Bien sûr, l’exercice est un peu facile : prenez un responsable politique - n’importe lequel - et confrontez ses déclarations récentes à celles qu’il a pu faire dans le passé. Vous trouverez toujours, ici et là, des changements de pieds. Des reniements ? Pas nécessairement. Il serait étrange que les politiques soient les seuls à ne pas avoir le droit de changer d’avis.
Prenons François Bayrou. Voilà qu’après avoir préféré François Hollande à Nicolas Sarkozy en 2012, il se déclare en faveur d’Alain Juppé pour 2017. Bayrou girouette ! s’enflamme furieusement le chœur des partisans de l’ancien chef de l’Etat. Etrange procès. Faudra-t-il traiter ainsi tous les déçus de ce quinquennat ? En cet automne, ils se ramassent à la pelle…
Il se trouve, circonstance aggravante, que cette grotesque offensive vient précisément du candidat qui aura été le plus loin dans l'art du retournement. Car avant de se déchaîner contre les traîtres du Modem - avec qui l'UMP a fait alliance à toutes les élections locales des deux dernières années -, Sarkozy avait rêvé de les associer au vaste rassemblement républicain qui devait porter les espoirs de l'alternance. Son porte-parole officieux, François Baroin, n'avait-il pas célébré en 2014 le retour du seul leader capable de rassembler, «au-delà des frontières de l'UMP et du centre, les déçus du hollandisme» ? Mieux encore : pendant la campagne présidentielle de 2012, le candidat Sarkozy avait laissé entendre qu'il pourrait, en cas de victoire, nommer Bayrou à Matignon. A l'époque, tout pouvait être pardonné. Y compris la motion de censure défendue en 2006 par le député Bayrou contre Villepin, Premier ministre de Chirac. Les sarkozystes font aujourd'hui de cet épisode un crime inexpiable, oubliant au passage que Maurice Leroy, le plus sarkozyste des centristes, avait voté cette censure…

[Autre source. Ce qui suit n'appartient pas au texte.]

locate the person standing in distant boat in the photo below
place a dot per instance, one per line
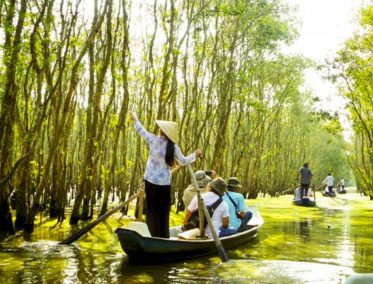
(342, 182)
(305, 175)
(163, 151)
(329, 180)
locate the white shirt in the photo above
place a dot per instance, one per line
(329, 180)
(157, 171)
(220, 212)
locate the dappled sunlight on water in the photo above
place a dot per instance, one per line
(324, 244)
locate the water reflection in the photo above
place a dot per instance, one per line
(295, 245)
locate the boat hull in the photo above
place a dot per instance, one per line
(305, 203)
(150, 250)
(333, 194)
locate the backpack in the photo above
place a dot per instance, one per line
(193, 221)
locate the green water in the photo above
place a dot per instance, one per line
(325, 244)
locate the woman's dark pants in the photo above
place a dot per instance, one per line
(158, 206)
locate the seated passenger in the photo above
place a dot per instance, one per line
(220, 217)
(238, 214)
(190, 191)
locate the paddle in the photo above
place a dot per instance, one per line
(222, 253)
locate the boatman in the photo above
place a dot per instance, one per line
(305, 175)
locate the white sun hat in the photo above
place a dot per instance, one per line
(170, 129)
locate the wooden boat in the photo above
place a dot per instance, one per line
(341, 191)
(333, 194)
(305, 202)
(142, 249)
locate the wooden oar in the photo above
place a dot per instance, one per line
(218, 244)
(291, 188)
(76, 235)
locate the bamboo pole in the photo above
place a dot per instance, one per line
(76, 235)
(222, 253)
(291, 188)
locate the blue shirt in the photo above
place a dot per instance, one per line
(306, 175)
(157, 171)
(238, 198)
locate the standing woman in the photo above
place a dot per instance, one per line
(163, 151)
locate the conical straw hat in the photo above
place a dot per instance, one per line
(170, 128)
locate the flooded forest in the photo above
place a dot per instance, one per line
(72, 71)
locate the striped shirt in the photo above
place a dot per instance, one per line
(157, 171)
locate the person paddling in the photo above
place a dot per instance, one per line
(163, 151)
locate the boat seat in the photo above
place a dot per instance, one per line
(139, 227)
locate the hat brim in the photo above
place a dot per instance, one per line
(170, 129)
(235, 186)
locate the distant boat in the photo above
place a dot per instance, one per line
(306, 202)
(333, 194)
(144, 249)
(341, 191)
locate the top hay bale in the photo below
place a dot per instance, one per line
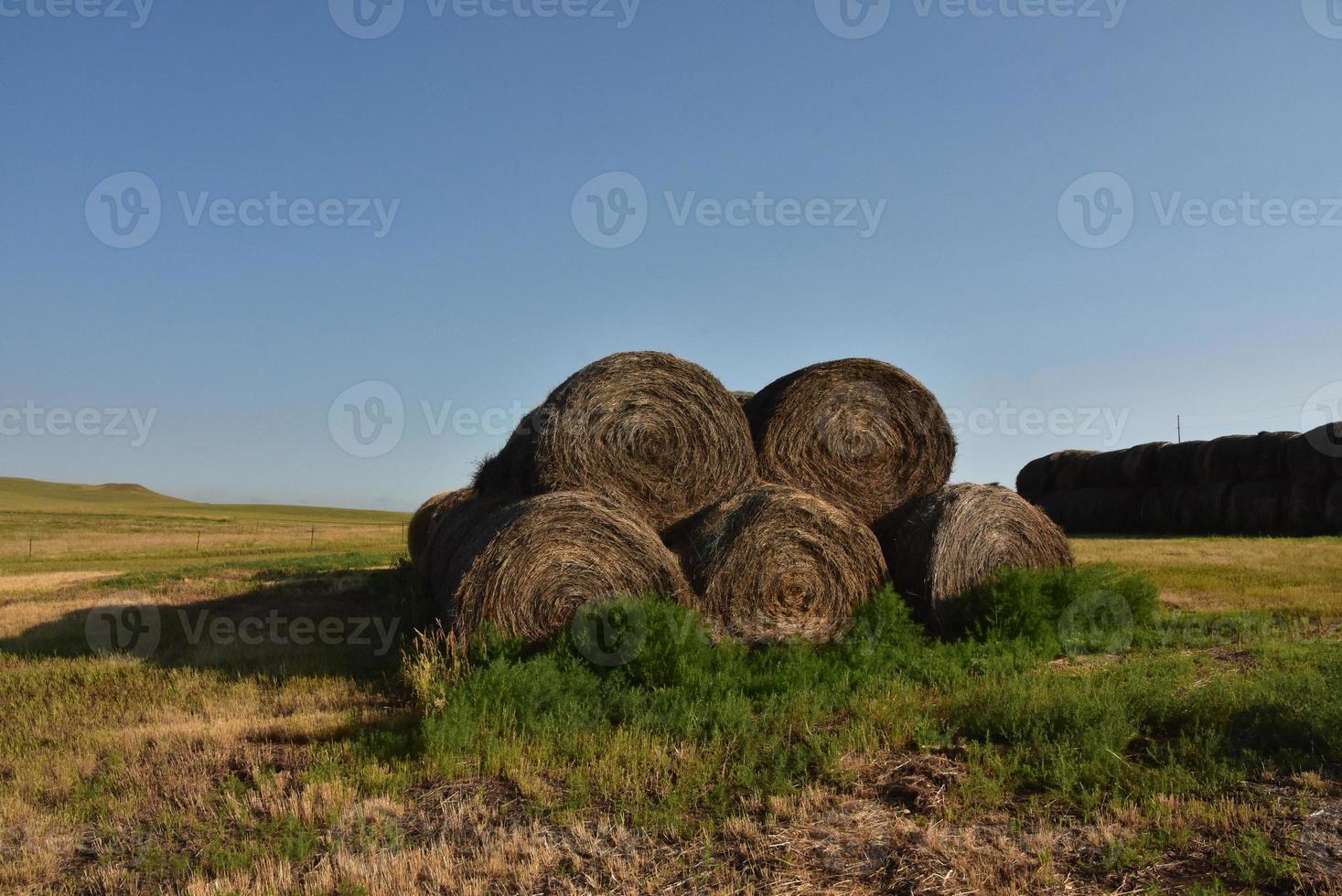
(953, 540)
(647, 430)
(861, 433)
(529, 565)
(775, 563)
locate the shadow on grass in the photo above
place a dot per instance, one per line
(298, 620)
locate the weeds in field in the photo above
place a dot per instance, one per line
(682, 730)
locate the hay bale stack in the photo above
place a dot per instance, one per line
(1207, 508)
(1035, 478)
(948, 543)
(1304, 506)
(1103, 470)
(1333, 511)
(1219, 460)
(1165, 511)
(1068, 470)
(419, 534)
(1253, 508)
(1176, 463)
(1138, 464)
(861, 433)
(1263, 456)
(647, 430)
(775, 563)
(529, 565)
(1315, 455)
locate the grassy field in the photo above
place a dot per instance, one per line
(272, 724)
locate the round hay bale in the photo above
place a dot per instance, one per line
(1333, 511)
(1206, 508)
(1176, 463)
(529, 565)
(1068, 470)
(1315, 455)
(1032, 482)
(1138, 464)
(1253, 508)
(1263, 456)
(647, 430)
(1164, 510)
(1219, 460)
(948, 543)
(1103, 470)
(776, 563)
(1304, 508)
(861, 433)
(419, 534)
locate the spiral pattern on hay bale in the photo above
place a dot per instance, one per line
(776, 563)
(646, 430)
(950, 542)
(529, 565)
(861, 433)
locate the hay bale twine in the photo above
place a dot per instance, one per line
(1176, 463)
(1068, 470)
(1138, 464)
(1315, 455)
(1304, 506)
(775, 563)
(1219, 460)
(1253, 508)
(529, 565)
(1207, 508)
(953, 540)
(1263, 456)
(861, 433)
(647, 430)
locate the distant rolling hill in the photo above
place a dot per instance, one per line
(121, 499)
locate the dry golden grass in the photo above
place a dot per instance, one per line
(1232, 573)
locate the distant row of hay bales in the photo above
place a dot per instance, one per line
(775, 513)
(1273, 483)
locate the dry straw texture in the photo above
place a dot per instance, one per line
(776, 563)
(419, 534)
(643, 428)
(1175, 464)
(529, 565)
(953, 540)
(861, 433)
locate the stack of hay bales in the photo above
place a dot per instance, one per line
(775, 514)
(1273, 483)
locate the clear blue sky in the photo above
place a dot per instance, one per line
(485, 293)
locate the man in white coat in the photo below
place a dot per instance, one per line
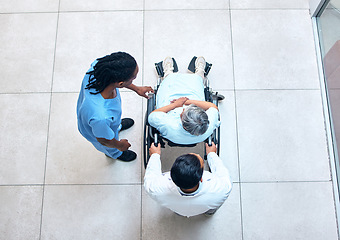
(187, 189)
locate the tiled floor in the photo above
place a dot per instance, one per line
(55, 185)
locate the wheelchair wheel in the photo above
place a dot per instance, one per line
(146, 142)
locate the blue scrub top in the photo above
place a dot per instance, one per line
(99, 117)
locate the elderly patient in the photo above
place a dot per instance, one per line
(187, 189)
(182, 115)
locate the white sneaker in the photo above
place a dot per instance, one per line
(200, 64)
(168, 66)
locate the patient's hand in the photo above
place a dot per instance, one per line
(153, 149)
(210, 149)
(180, 101)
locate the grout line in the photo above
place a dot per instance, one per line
(48, 125)
(156, 10)
(236, 122)
(142, 145)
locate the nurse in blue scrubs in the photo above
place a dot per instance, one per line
(99, 104)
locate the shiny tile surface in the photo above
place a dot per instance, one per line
(55, 185)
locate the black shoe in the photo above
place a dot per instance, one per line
(126, 123)
(127, 156)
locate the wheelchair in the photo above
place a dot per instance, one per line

De toutes les girouettes politiques, Sarkozy est la plus capricieuse. Rien ne l'entrave, dès lors qu'il s'agit de prendre le vent du peuple de droite et de mobiliser contre le maire de Bordeaux. Juppé parle à Bayrou ? Il faut diaboliser Bayrou. Juppé veut augmenter la TVA ? Il faut dénoncer cette attaque insupportable contre le pouvoir d'achat des Français. Qu'importe si le même Sarkozy a longtemps compté parmi les défenseurs d'une mesure jugée excellente pour la croissance et l'emploi. En échange de baisse des charges, la hausse de la TVA n'aura «aucun impact sur le pouvoir d'achat», assurait début 2012 son ministre de l'Economie, François Baroin. Cinq ans après, Alain Juppé et François Fillon ne disent pas autre chose. Raison suffisante pour changer d'avis.